Luckily there are also alternative sampling methods available that provide a good compromise between greedy decoding and pure sampling. Commonly used methods include temperature sampling and top-k sampling. Example text generated from GPT-2 using beam search and pure sampling, respectively. Degenerate repetition is highlighted in blue while incoherent gibberish is highlighted in red. Source: Figure 1 from the paper “The Curious Case of Neural Text Degeneration”. We chose to go with the more recently introduced sampling technique called nucleus sampling or top-p sampling, since it has been shown to produce the most natural and human-like text. It was introduced in the paper “The Curious Case of Neural Text Degeneration” (Holtzman et al) from last year, which is a very nice and interesting read that includes a comparison of different sampling strategies.
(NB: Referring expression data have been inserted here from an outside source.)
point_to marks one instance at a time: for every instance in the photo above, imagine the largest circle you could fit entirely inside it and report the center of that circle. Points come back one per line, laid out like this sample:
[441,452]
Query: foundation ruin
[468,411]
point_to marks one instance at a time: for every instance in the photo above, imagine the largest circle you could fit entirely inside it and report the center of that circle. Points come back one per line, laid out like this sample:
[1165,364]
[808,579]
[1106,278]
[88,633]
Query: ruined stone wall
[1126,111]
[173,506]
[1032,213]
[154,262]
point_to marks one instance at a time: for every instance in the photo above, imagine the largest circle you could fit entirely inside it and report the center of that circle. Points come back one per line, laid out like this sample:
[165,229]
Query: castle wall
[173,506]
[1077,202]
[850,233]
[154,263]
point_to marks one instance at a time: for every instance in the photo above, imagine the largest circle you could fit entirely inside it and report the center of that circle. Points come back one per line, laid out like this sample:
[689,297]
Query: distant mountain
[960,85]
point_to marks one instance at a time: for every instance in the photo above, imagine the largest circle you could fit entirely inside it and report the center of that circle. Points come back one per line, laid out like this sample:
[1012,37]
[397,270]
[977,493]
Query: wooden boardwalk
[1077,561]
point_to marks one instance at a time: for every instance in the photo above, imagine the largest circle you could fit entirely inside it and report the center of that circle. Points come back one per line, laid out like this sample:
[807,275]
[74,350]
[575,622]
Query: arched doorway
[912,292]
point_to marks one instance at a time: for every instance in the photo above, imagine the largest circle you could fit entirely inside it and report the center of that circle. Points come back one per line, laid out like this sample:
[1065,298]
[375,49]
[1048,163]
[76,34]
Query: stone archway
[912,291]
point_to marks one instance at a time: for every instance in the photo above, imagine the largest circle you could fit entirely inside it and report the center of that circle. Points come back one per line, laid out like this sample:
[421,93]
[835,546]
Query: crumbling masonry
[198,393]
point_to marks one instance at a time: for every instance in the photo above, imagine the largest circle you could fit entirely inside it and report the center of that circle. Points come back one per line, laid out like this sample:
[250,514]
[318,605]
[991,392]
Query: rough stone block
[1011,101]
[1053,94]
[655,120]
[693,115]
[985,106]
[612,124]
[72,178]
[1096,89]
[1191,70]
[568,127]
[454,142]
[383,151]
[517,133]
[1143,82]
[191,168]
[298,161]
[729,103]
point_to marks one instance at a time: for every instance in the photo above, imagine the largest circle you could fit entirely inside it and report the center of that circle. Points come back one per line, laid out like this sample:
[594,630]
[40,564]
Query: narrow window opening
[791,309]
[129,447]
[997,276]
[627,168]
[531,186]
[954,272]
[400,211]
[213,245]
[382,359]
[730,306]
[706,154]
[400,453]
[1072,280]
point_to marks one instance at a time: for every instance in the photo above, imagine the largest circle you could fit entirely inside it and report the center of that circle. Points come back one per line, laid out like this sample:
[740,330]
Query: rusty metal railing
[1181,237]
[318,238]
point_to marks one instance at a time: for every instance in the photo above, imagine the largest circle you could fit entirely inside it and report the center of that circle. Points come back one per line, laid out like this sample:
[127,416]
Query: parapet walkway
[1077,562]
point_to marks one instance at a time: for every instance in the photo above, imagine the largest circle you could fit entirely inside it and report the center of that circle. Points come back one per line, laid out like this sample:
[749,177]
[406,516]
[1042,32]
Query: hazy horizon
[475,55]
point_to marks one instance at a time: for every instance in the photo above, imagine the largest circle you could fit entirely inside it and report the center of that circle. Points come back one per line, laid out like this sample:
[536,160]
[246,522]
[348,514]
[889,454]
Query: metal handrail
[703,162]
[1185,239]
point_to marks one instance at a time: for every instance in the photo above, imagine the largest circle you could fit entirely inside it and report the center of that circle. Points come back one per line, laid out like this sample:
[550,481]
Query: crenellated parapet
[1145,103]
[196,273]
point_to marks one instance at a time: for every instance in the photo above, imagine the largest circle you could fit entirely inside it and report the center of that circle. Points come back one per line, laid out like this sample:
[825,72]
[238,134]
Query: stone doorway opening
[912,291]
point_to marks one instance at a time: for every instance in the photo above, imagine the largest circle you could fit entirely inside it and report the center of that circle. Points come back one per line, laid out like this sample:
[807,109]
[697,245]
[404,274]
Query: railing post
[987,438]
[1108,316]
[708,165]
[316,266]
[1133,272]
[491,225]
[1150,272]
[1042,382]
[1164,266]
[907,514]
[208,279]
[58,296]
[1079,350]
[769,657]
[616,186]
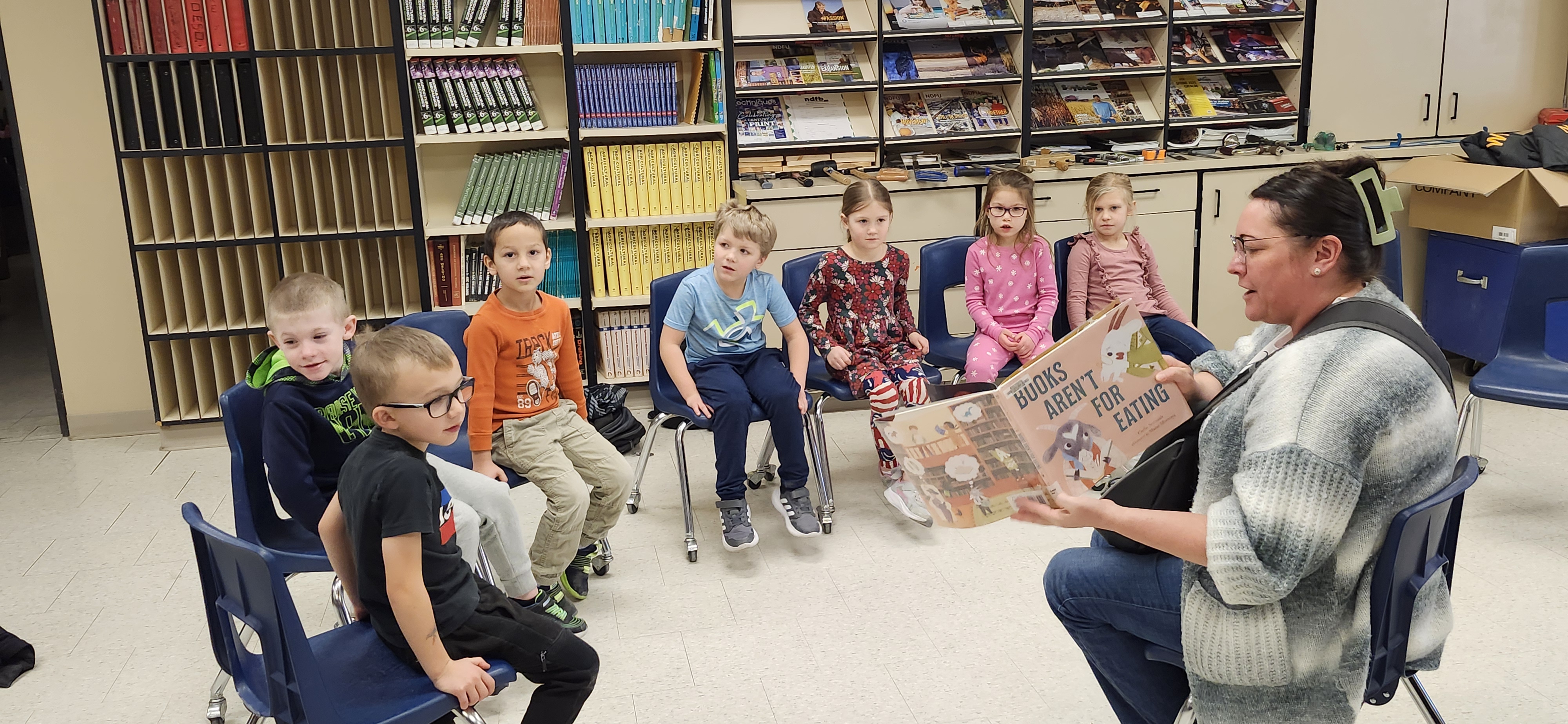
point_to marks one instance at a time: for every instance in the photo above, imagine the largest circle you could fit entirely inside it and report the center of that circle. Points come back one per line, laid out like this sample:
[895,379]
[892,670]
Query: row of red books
[175,26]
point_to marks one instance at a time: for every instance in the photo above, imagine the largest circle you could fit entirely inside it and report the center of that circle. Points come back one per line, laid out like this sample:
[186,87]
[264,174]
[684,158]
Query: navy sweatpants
[730,383]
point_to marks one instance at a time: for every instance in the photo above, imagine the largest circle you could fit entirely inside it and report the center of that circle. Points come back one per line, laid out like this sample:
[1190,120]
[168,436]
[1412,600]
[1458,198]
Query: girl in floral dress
[868,335]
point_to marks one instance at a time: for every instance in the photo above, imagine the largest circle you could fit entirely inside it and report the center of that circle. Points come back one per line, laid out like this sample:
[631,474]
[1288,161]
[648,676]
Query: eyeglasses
[1009,212]
[1240,248]
[441,405]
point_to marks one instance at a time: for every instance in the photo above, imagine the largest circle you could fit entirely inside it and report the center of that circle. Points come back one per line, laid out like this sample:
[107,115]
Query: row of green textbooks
[529,181]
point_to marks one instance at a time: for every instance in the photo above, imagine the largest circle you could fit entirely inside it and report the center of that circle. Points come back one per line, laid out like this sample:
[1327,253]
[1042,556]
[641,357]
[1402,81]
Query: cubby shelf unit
[239,168]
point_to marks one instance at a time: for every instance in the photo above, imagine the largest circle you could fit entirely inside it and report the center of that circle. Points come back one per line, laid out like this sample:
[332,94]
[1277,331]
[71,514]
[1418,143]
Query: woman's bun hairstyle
[1318,200]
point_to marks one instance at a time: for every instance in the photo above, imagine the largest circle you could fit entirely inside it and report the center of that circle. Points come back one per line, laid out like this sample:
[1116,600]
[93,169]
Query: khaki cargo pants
[583,476]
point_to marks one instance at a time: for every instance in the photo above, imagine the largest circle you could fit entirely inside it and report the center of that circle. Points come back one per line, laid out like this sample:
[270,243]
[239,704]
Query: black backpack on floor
[611,416]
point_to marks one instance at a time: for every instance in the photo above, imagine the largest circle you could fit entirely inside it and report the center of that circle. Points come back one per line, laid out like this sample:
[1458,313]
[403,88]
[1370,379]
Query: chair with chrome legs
[346,676]
[1531,366]
[819,383]
[670,407]
[294,548]
[1421,545]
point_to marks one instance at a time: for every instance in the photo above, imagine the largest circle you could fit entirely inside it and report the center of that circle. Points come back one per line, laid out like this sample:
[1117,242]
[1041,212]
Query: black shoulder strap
[1384,317]
[1356,313]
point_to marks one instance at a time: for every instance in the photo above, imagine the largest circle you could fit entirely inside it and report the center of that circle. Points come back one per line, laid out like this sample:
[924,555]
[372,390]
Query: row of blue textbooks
[642,21]
[628,95]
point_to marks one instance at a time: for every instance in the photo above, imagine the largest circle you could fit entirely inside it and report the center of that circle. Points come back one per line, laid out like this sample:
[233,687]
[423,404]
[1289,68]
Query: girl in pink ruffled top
[1109,264]
[1011,283]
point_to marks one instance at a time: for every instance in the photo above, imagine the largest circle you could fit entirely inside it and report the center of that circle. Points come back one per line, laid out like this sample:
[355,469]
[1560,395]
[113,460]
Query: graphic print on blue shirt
[733,333]
[717,324]
[449,526]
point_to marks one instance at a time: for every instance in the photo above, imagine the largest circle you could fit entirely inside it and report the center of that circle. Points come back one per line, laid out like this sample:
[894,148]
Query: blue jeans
[1116,604]
[1177,339]
[730,383]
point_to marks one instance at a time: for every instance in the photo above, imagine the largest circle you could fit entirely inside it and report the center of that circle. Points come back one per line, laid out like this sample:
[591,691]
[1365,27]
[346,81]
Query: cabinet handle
[1465,280]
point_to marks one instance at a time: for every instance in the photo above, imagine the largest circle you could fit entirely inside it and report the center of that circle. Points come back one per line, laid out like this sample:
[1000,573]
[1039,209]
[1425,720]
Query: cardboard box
[1504,205]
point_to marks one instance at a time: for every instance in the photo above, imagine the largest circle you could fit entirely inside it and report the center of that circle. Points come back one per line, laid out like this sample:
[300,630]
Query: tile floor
[882,621]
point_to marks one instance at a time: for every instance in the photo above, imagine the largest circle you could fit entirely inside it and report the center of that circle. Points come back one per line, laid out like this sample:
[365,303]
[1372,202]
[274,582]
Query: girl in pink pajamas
[1011,283]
In nucleus sampling the output probability distribution is truncated so that we only sample from the most likely tokens — the “nucleus” of the distribution. The nucleus is defined by a parameter p (usually between 0.95 and 0.99) which serves as a threshold: we only sample from the most likely tokens whose cumulative probability mass just exceeds p. This allows for diversity in the generated text while removing the unreliable tail of the distribution. Let’s have a look at some examples from our model (we use nucleus sampling with p=0.95 in all examples): We see that the text is pretty coherent and the model has actually learned to take the keywords into account. Next, let’s try with some more rare keywords from our corpus such as “brandweer” (occurs in only 51 training examples) and “doorgang” (occurs in 114 training examples). The text is now quite nonsensical and includes some made-up words (gehuurgen?) but still the model managed to get the context more or less right. Let’s finish off with a couple of more examples using more keywords as input.

Conclusion

Our first results look promising, at least when using common keywords as input. For keywords that don’t occur very often in our training corpus, the model seems to get confused and generates poor quality text. In general, we also noticed artifacts of OCR mistakes and pseudonymization mistakes from our training data, which limits the quality of the generated text. There is still lots of potential for improving our results, for example by further cleaning up the training data and by tweaking or scaling up the model architecture. One of the lessons learned from this experiment is that you don’t always need a huge transformer model in order to generate good quality text and that LSTMs can still be a viable alternative. The model architecture should be chosen according to your data. That being said it would be interesting to further scale up our approach, using more training data and a bigger model to analyse this trade-off. Text generation is a fun topic within natural language processing but applying it to real-life use cases can be hard due to the lack of control of the output text. Our keyword-enriched autocomplete tool provides a way of controlling the output through the use of keywords. We hope that this will provide notaries with a useful writing tool for assisting in writing Dutch real estate deeds.